According to a study from the Journal of Hazardous Materials (September 2022), “sunscreen contamination was highest at beaches with the highest visitation rates.” Obviously, entering the water at popular beaches with sunscreen on is perhaps the source of even more than environmental damage. But that was not the subject of this study.
Nonetheless, beach showers may be a significant source of chemicals entering the water, especially at the most popular Hawaii beaches, such as Waikiki, Ko’olina, Waimea Bay, Hanalei Bay, Po’ipu, Makena, Wailea, Kapalua, Hapuna, etc.
We think of Hanalei Bay, where we have used the beach showers frequently. There is so much effluent there that it creates a small river heading back to the ocean.
The article suggests that mitigation efforts be implemented to reduce the pollution from the sunscreen entering the water.
Hawaii Beach shower runoff studied.
In 2019, beach shower runoff was investigated on the Big Island, Maui, and Oahu. The water sampled showed a wide range of chemical pollutants from the UV filters in sunscreens.
The two most commonly found chemicals were oxybenzone, often found in high concentrations, and octocrylene, which was found at almost every site. In both cases Waikiki beach showers had the most dangerous levels. Other chemicals found included avobenzone, octinoxate, 4-methylbenzylidene camphor, benzophenone-2, benzophenone-1, 2,2′-dihydroxy-4-methoxybenzophenone, 4-hydroxybenzophenone, and dioxybenzone (DHMB).
Hawaii coral reefs and people: dangerous chemicals from sunscreens.
Researchers reported these same chemicals were, not surprisingly, found in coral reefs adjacent to the showers, and “these chemicals could pose a serious threat to beach zones and coral reef habitats.”
The Canadian Medical Association recently said, “Ultraviolet filters found within chemical sunscreens may be harmful to the environment.” More research is needed because “Emerging evidence suggests that some chemical sunscreen ingredients are systemically absorbed, but the clinical importance of this remains unclear…”
Recommendations for remediation are many.
As of 2021, Hawaii enacted a state law prohibiting the sale of sunscreens containing oxybenzone and octinoxate. These chemicals alone are found in thousands of sunscreens.
That does not mean, however, that visitors don’t still have and use them. It remains to be seen how big an impact the state’s sales ban and and visitor education campaign have made. Future studies may be able to answer this question by using these 2019 levels as a baseline.
Hawaii beach showers are a chemical pollution “point source” to address.
There is concern that the reefs are being damaged by the chemicals present in ways such as a critical inability to reproduce, which could result in reef death. As reefs decline for multiple reasons, including climate change, and pollution such as from beach showers, it is an easy way to mitigate some problems.
The study suggests that the showers violate the Clean Water Act by being a “single identifiable sources of pollution from which pollutants are discharged.”
Things you can do to help.
- Only use reef-safe sunscreens. Physical barrier sunscreens, and not chemical ones.
- Avoid using beach showers that drain into the ocean; wait instead to use showers elsewhere.
- Swim late in the day when sunscreen is not needed.
Little is known about UV ingredients in sunscreen.
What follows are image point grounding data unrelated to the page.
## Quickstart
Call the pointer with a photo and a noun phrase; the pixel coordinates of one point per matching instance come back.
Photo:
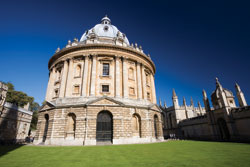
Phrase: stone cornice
(97, 46)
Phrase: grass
(170, 154)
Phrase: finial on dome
(106, 20)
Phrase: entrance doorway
(104, 127)
(224, 132)
(156, 121)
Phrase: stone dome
(215, 96)
(104, 32)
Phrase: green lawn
(173, 153)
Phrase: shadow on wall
(5, 149)
(8, 131)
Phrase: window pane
(105, 88)
(105, 70)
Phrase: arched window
(105, 69)
(71, 125)
(78, 70)
(147, 79)
(136, 125)
(156, 128)
(46, 126)
(131, 73)
(170, 121)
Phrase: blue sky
(191, 42)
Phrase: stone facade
(101, 75)
(14, 121)
(222, 122)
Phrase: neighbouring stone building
(14, 121)
(222, 122)
(100, 90)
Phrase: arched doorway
(156, 121)
(46, 116)
(224, 132)
(104, 127)
(136, 125)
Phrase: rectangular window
(132, 91)
(105, 88)
(105, 69)
(76, 89)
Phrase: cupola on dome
(104, 33)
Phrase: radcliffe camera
(124, 84)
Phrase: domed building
(100, 91)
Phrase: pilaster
(139, 83)
(125, 78)
(85, 76)
(64, 78)
(93, 76)
(117, 76)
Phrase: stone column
(68, 90)
(85, 76)
(117, 76)
(50, 86)
(153, 89)
(139, 84)
(64, 79)
(93, 76)
(144, 86)
(125, 78)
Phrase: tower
(222, 95)
(205, 100)
(240, 96)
More research needs to be done to understand better the global and personal risks associated with the chemicals in sunscreens.
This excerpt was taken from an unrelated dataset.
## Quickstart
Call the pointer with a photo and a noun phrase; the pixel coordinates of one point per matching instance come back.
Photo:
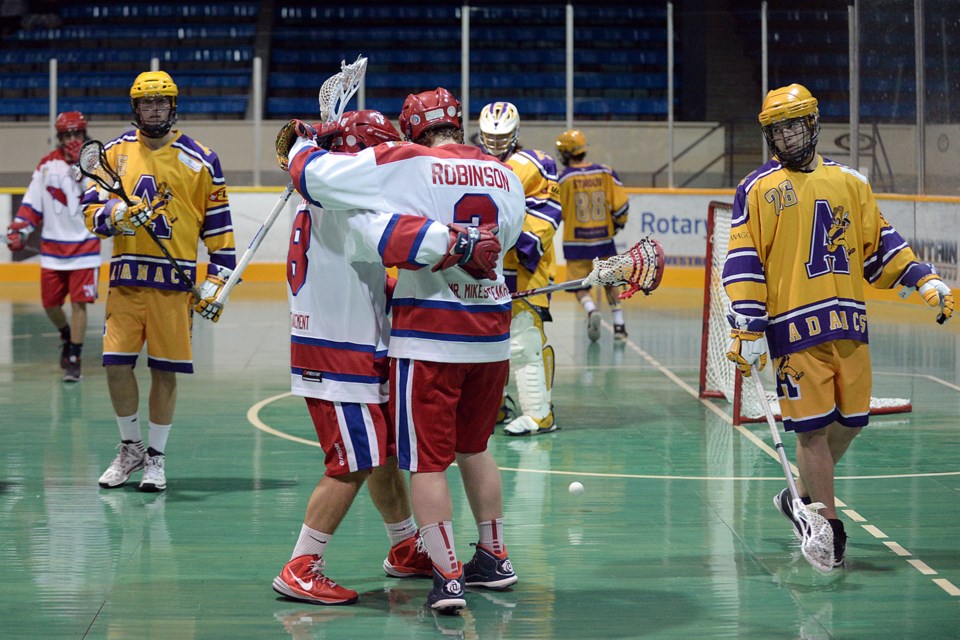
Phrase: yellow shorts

A recent National Academy of Sciences report said, “Sunscreen is used as a critical tool for the prevention of UV skin damage and skin cancer; however, specific UV filter ingredients may also impact the health of aquatic environments, resident species, or ecosystem services.”
Hawaii may seek to act further in this regard.
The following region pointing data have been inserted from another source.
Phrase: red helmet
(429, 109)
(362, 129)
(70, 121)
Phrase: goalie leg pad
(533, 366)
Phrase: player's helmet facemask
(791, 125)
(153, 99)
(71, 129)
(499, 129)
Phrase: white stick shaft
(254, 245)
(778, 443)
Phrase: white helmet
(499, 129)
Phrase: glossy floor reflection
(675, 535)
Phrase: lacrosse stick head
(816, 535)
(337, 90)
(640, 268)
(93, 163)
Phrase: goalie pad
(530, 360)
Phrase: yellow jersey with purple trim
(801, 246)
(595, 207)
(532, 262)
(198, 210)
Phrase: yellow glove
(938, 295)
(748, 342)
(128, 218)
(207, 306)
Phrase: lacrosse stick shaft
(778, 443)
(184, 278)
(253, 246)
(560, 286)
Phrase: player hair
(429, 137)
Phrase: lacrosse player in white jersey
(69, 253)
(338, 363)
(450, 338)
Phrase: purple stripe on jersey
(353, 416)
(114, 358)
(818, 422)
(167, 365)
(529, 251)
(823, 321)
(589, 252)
Maui County is already looking at going further in banning all chemical sunscreens.
Importance of Hawaii coral reefs.
Hawaii coral reefs in our coastal waters provide important shoreline protection and vital habitat for marine life, as well as serving as a location for fishing, snorkeling and other human activities. Coral reefs today are facing many threats, from contamination by human sewage and polluting chemicals from sunscreens and plastics, to other threats such as the depletion of the ozone layer, rising sea levels and temperatures, and the acidification of the ocean itself.